A cascade of protest spilled from the spectators. Doubt and reproach swirled in the area of darkness around Monkey-man. In the deafness of his concentration he heard nothing. He started walking back and forth within the circle of light, then running, tossing the pole from thumb to thumb.
“It’s too dangerous,” said Ishvar. “I don’t find it enjoyable.” Shankar shook his head too, mesmerized on his platform, swaying his trunk to the swaying of the pole.
“Would have been better if he stuck to monkeys,” said Om, his eyes fixed on the tiny figures in the sky.
Then Monkey-man threw his head back and balanced the pole on his brow. People rose angrily to their feet. “Stop it!” yelled someone. “Stop it before you kill them!”
Others joined in, “Saala shameless budmaas! Torturing innocent children!”
“Saala gandoo! Save it for the mohallas of the heartless rich! We are not interested in watching!”
The shouting dislocated Monkey-man’s focus. He could hear again. He hurriedly lowered the pole and untied the children. “What’s wrong? I’m not mistreating them. Ask them yourself, they enjoy it. Everybody has to make a living.”
But the uproar did not give him much of a chance to defend himself. Even more than Monkey-man, people were upset with the foreman who had arranged this cruel entertainment, and they screamed at him to let him know. “Monster from somewhere! Worse than Ravan!”

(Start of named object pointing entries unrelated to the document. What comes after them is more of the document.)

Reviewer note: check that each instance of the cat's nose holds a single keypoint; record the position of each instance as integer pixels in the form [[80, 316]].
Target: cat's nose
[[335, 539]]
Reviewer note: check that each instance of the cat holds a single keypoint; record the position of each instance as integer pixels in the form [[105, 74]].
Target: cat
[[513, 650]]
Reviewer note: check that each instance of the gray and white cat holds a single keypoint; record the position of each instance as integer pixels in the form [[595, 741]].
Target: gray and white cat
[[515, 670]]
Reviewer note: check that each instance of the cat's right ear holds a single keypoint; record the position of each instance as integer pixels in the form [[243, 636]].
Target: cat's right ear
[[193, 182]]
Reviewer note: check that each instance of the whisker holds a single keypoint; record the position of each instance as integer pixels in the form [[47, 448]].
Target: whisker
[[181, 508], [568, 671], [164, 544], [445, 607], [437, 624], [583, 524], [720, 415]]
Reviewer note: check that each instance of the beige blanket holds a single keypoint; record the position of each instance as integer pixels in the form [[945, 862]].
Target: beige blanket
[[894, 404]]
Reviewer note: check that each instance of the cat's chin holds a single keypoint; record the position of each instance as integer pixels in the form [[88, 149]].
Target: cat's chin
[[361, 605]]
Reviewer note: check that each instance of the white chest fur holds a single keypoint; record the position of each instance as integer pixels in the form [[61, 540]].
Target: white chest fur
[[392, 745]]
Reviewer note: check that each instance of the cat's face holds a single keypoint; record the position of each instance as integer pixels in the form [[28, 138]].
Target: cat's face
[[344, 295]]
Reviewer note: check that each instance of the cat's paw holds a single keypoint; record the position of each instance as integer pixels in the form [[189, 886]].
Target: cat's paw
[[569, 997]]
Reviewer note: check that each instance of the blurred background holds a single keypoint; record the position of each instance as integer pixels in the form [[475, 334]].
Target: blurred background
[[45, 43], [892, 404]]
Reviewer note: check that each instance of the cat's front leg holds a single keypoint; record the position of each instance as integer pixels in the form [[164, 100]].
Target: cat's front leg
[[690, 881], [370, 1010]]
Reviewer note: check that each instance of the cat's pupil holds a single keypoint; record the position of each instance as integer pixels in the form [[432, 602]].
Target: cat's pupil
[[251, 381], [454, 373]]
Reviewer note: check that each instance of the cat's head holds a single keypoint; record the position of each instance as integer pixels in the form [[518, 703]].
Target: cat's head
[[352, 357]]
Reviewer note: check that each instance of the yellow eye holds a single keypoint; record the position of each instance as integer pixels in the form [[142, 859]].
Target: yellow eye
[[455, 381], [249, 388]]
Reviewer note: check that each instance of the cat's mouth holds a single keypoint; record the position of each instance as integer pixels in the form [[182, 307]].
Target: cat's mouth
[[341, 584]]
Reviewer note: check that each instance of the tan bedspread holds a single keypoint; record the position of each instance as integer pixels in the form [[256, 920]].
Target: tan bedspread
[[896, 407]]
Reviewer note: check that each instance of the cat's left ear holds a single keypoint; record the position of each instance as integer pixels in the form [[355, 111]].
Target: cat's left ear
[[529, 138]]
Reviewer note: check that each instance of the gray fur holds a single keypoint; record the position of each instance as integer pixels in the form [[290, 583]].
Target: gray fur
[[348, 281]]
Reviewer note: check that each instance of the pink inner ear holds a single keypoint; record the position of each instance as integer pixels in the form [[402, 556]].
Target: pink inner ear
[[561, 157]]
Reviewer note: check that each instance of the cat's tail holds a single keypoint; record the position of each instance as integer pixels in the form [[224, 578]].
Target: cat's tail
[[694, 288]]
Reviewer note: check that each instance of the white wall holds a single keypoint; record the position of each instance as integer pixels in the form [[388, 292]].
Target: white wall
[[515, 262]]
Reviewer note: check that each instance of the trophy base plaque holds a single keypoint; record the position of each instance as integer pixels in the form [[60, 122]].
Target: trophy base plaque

The security guards quickly dispersed the audience to their huts for the night, while the project manager’s former approval turned to censure. He shook his finger in the foreman’s face. “It was an error in judgement on your part. These people neither need nor appreciate kindness. If you are nice to them, they sit on your head. Hard work is the only formula.”
No more performances were scheduled. Next day the street entertainers were apportioned among various work crews. Monkey-man became the most unpopular person in the irrigation project, and before the week was out he joined the casualties with severe head injuries. Ishvar and Om felt sorry for him because they knew he was really so tenderhearted.
“Remember the old woman’s prophecy?” said Om. “The night his monkeys died?”
“Yes,” said Ishvar. “About killing his dog and committing an even worse murder. Right now, the poor fellow looks as though he himself has been murdered.”
The Facilitator returned to the irrigation project a fortnight later with someone he introduced to the foreman as “the man who will solve your crippling labour problems.”
The foreman and the Facilitator laughed at the joke. The new man’s face remained deadly serious, acquiring a hint of displeasure.
They went to the tin huts where the injured were prostrate, forty-two in all. Shankar was trundling back and forth among them, stroking one’s forehead, patting another’s back, whispering, comforting. The smell of festering wounds and unwashed bodies wafted through the doors, nauseating the foreman.
“I’ll be in my office if you need me,” he excused himself.